In the instant case, petitioners contention that the requisites of filing the action for collection and rendition of final judgment therein
should concur, is untenable.

PHILIPPINE LAW, NOT ENGLISH LAW, SHALL APPLY: In the case at bench, Philippine law shall apply notwithstanding the evidence
presented by petitioner to prove the English law on the matter.

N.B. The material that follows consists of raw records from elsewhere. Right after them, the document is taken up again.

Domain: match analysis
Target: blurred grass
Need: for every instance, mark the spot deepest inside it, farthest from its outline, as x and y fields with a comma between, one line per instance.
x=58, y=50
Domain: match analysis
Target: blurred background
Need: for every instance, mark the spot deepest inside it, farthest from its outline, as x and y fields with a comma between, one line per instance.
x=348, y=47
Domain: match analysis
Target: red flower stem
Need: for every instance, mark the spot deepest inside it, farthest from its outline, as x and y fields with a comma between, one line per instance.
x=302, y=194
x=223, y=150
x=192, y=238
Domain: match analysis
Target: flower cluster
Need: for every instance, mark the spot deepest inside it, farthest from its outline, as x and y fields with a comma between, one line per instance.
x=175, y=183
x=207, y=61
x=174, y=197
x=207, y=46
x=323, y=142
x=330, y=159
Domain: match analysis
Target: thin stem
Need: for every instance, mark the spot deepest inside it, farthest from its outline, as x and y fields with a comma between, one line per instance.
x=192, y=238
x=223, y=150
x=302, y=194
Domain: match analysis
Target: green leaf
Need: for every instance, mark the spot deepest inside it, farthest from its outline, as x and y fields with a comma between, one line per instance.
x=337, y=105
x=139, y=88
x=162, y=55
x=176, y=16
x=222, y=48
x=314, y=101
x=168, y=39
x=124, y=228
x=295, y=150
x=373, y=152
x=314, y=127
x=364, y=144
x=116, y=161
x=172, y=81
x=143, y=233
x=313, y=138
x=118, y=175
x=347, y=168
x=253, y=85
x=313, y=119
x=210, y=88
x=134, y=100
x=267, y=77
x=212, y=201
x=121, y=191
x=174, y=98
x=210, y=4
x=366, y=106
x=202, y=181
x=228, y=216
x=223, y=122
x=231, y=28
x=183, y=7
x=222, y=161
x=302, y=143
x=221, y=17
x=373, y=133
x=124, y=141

In a long line of decisions, this Court adopted the well-imbedded principle in our jurisdiction that there is judicial notice of any foreign law.
A foreign law must be properly pleaded and proved as a fact. Thus, if the foreign law involved is not properly pleaded and proved, our
courts will presume that the foreign law is the same as our local or domestic or internal law. This is what we refer to as the doctrine of
processual presumption.

In the instant case, assuming arguendo that the English Law on the matter were properly pleaded and proved xxx, said foreign law would
still not find applicability.

Thus, when the foreign law, judgment or contract is contrary to a sound and established public policy of the forum, the said foreign law,
judgment or order shall not be applied.

Additionally, prohibitive laws concerning persons, their acts or property, and those which have for their object public order, public policy
and good customs shall not be rendered ineffective by laws or judgments promulgated, or by determinations or conventions agreed upon
in a foreign country.

The public policy sought to be protected in the instant case is the principle imbedded in our jurisdiction proscribing the splitting of a single
cause of action.

Moreover, foreign law should not be applied when its application would work undeniable injustice to the citizens or residents of the forum.
To give justice is the most important function of law; hence, a law, or judgment or contract that is obviously unjust negates the
fundamental principles of Conflict of Laws.

Clearly then, English Law is not applicable.

Award of Damages

As to the second pivotal issue, we hold that the private respondent is entitled to the award of actual or compensatory damages inasmuch
as the act of petitioner BANTSA in extrajudicially foreclosing the real estate mortgages constituted a clear violation of the rights of herein
private respondent ARC, as third-party mortgagor.